An exemplified copy (or exemplification) is an official attested copy or transcript of a public instrument, made under the seal and original pen-in-hand signature of a court or public functionary and in the name of the sovereign, for example, "The People of the State of Oklahoma". Exemplifications can only be attested and executed by either the authority holding the record or the issuing authority. Exemplified copies are also usually an extract or transcript made directly from the original. They can be contrasted with certified copies which are attested by a public authority who does not necessarily execute the copy; are signed and sealed by the certifier, not necessarily the issuing authority or recorder; and are a facsimile, made from the original or not, and vary as to faithfulness, for example, fair copy, imitative copy, and so forth.

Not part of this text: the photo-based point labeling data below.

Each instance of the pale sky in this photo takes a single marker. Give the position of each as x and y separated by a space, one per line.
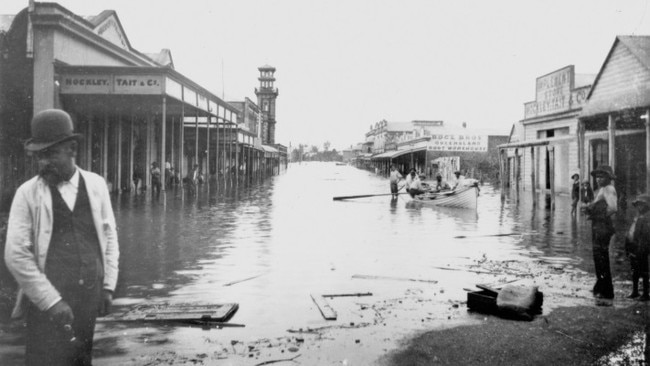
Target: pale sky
343 65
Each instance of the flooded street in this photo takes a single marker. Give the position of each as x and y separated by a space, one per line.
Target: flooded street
276 244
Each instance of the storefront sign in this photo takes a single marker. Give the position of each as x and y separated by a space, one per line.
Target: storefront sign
553 93
111 84
85 84
458 142
138 84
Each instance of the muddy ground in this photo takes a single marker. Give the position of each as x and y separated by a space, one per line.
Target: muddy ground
574 329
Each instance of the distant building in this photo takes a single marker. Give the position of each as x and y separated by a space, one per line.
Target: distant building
266 96
542 153
614 123
431 148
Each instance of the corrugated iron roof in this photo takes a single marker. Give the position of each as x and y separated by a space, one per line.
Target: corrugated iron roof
639 46
5 22
584 80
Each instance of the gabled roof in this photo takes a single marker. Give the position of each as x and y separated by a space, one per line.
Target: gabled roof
5 22
637 94
638 45
162 58
107 24
583 80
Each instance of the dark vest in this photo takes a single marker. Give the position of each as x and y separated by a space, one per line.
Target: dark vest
74 256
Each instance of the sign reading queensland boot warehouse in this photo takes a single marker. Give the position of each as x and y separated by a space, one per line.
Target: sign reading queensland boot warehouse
555 93
111 84
458 141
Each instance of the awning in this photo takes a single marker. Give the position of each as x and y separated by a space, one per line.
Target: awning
420 146
387 154
639 98
410 150
270 149
531 143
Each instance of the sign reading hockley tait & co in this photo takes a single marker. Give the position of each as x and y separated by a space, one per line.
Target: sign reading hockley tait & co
457 141
111 84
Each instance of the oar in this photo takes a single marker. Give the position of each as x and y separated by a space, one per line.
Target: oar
339 198
484 236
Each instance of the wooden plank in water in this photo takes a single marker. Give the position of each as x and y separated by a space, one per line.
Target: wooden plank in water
368 277
324 307
175 312
355 294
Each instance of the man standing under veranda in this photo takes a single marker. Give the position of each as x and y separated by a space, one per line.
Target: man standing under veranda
395 177
61 247
601 212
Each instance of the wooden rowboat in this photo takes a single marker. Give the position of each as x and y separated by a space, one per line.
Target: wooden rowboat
464 197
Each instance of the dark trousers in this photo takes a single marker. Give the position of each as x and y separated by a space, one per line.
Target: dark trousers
600 236
393 187
639 262
49 344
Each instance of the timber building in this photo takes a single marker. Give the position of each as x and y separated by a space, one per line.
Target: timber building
132 108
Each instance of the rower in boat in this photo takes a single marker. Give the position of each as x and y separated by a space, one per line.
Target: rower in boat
440 185
415 186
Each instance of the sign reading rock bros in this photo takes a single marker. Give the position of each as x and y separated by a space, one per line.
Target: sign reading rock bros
451 141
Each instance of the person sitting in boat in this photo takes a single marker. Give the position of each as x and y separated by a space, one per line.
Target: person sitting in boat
415 185
440 184
408 180
458 182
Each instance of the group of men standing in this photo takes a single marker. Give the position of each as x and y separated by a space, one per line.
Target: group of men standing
601 211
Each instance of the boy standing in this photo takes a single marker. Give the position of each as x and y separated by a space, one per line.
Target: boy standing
637 246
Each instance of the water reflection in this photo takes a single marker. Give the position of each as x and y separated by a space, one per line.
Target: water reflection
268 247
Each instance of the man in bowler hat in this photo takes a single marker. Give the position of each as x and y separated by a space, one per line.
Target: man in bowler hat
601 212
61 247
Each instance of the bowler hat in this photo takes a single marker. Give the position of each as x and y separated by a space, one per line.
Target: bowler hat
643 199
50 127
605 170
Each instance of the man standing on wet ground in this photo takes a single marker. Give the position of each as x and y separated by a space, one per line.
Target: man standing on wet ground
601 212
155 179
395 177
61 247
575 193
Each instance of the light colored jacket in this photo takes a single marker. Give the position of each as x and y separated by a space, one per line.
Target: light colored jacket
29 232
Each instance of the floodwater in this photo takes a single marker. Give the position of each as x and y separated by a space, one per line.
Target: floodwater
273 246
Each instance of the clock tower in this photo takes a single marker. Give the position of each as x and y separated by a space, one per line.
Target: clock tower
266 95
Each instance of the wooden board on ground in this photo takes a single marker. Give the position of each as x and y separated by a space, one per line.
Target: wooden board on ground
324 307
175 312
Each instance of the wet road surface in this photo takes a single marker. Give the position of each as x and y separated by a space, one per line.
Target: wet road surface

Certified copies of birth and death records from New York City, Los Angeles, Georgia, and in certain other locations in the US can, if requested, be accompanied by a letter of exemplification. This is the first step in a process leading to authentication or an apostille. In Canada and Australia and certain other common-law jurisdictions, exemplifications may be made of any official document by a notary public.

More specifically, the term refers to an attested copy of a legal pleading in its entirety. In this sense, it is also known as a triple certificate or three-way certificate. Its authenticity is sworn to by the clerk of the court where the judgment was rendered, and counter-authenticated by the presiding judicial officer of that Court. The clerk then swears to the authenticity of the judge's signature, incumbency, and authority. The certificate page with the triple authentication is called the exemplification. A copy of this type is normally required by other states and countries when copies are being submitted for filing in their local court.